As Samuel M. Mencoff, the current Brown chancellor who made the largest share of the new gift, $50 million, with his wife, said: “What can be more exciting or important than finding cures and treatments for diseases that burden the lives of patients in Rhode Island and globally?” as reported by The Providence Journal.

[Of course, if Bruce Lamphear, professor of Health Sciences at Simon Fraser University in British Columbia, were to answer Mencoff’s rhetorical question, he might answer: the need to unleash the power of prevention and re-imagine our approach to disease. See link below to ConvergenceRI story, “Changing the way we think about disease.”]

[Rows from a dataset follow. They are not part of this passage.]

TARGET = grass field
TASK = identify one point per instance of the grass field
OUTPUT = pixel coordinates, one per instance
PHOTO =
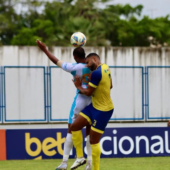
(150, 163)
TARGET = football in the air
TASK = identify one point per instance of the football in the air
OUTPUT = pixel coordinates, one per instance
(78, 39)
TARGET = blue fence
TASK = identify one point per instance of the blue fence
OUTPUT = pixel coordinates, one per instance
(147, 88)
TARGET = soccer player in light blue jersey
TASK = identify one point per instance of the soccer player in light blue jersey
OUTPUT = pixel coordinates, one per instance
(79, 103)
(98, 113)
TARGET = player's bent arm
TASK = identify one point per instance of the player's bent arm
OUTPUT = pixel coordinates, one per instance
(88, 92)
(54, 59)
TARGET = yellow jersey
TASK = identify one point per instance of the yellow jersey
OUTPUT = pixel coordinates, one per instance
(101, 80)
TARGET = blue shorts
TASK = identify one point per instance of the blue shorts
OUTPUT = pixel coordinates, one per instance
(98, 119)
(79, 103)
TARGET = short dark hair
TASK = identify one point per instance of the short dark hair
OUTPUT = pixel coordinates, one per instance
(79, 52)
(92, 54)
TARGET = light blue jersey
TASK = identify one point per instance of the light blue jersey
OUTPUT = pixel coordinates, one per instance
(80, 100)
(78, 69)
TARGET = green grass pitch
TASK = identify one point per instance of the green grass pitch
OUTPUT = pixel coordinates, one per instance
(149, 163)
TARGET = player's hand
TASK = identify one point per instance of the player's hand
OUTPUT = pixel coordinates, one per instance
(41, 45)
(77, 81)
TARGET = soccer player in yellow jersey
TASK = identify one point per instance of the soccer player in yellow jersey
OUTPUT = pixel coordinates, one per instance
(96, 114)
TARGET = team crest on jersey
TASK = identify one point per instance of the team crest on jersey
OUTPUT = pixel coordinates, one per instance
(106, 70)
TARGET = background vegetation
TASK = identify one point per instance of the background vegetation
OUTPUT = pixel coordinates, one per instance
(23, 21)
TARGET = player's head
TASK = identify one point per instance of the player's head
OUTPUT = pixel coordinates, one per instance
(169, 123)
(92, 61)
(79, 55)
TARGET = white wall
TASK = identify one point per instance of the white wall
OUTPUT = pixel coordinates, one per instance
(117, 56)
(129, 83)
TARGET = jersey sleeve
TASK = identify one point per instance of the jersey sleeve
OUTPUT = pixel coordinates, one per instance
(95, 78)
(69, 67)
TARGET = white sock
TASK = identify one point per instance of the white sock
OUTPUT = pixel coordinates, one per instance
(88, 147)
(67, 147)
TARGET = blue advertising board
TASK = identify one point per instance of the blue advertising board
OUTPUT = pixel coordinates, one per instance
(115, 142)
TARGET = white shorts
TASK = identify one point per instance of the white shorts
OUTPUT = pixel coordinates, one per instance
(79, 103)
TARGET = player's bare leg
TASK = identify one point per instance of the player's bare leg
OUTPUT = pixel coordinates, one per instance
(88, 147)
(77, 137)
(96, 150)
(67, 148)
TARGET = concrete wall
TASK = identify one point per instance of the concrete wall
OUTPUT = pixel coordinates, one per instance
(32, 92)
(126, 56)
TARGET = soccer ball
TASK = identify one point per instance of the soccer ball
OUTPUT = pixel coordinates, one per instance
(78, 39)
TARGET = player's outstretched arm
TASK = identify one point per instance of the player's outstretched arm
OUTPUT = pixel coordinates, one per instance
(54, 59)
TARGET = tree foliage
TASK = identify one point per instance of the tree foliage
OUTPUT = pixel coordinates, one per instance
(55, 21)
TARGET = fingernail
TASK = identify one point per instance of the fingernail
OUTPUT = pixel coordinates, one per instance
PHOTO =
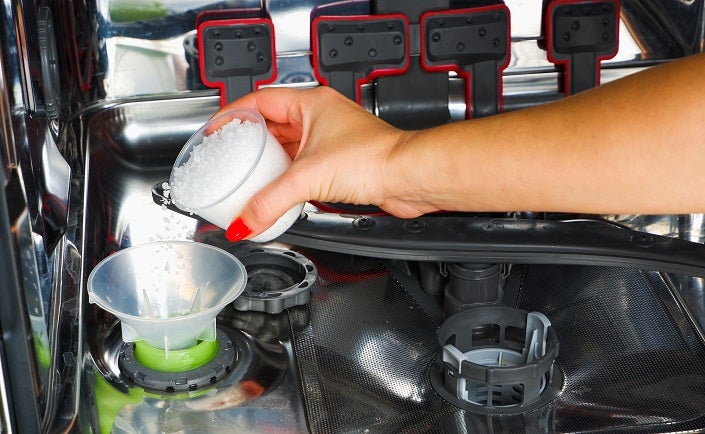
(237, 230)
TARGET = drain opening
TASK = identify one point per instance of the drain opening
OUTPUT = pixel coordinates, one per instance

The right questions to ask
All health care is local and personal. The reality is that approximately 75 percent of the choices that lead to better health outcomes occur not in doctors or nurses offices but in the communities and neighborhoods where we live.

What seems to be a straightforward equation about improving health outcomes becomes complex and complicated when it is addressed through the prism of the current health care delivery system and its ever escalating medical costs.

Moving forward, here are some questions to ask and answer, to better understand and make transparent the costs of delivering health care in Rhode Island.

How do we define the academic medical research enterprise in Rhode Island? What is the flow of investment into the academic medical research enterprise from both federal and corporate resources? How much actual money flows in on an annual basis? To whom does the money go? What kinds of specific research does it support? How many jobs are supported by the research, both in direct and indirect jobs? Is there an accessible, transparent database to access this information? Is the flow of research dollars tracked in a systematic fashion? What kinds of collaborative research efforts exist across the boundaries of health systems and academic health institutions?

How much does the Center for Medicare and Medicaid Services contribute to medical education programs in Rhode Island through medical residency programs? What does that money go to support?

What is the breakdown of facilities fees charged as part of emergency room care provided in Rhode Island, hospital by hospital? In a busy flu season, for instance, what are the medical costs of patients with flu seen in the emergency room that then require hospitalization? Is there a surcharge in facilities fees charged to patients to cover the costs of health IT investments?

How much does each hospital system invest in prevention activities compared with clinical care?

Similar to the way that commercial insurers are regulated in Rhode Island by the Office of the Health Insurance Commissioner, could a similar regulatory system be set up to manage and regulate increases in medical costs?

What is the ratio of salaries, comparing CEOs of health systems with nurses and community health workers?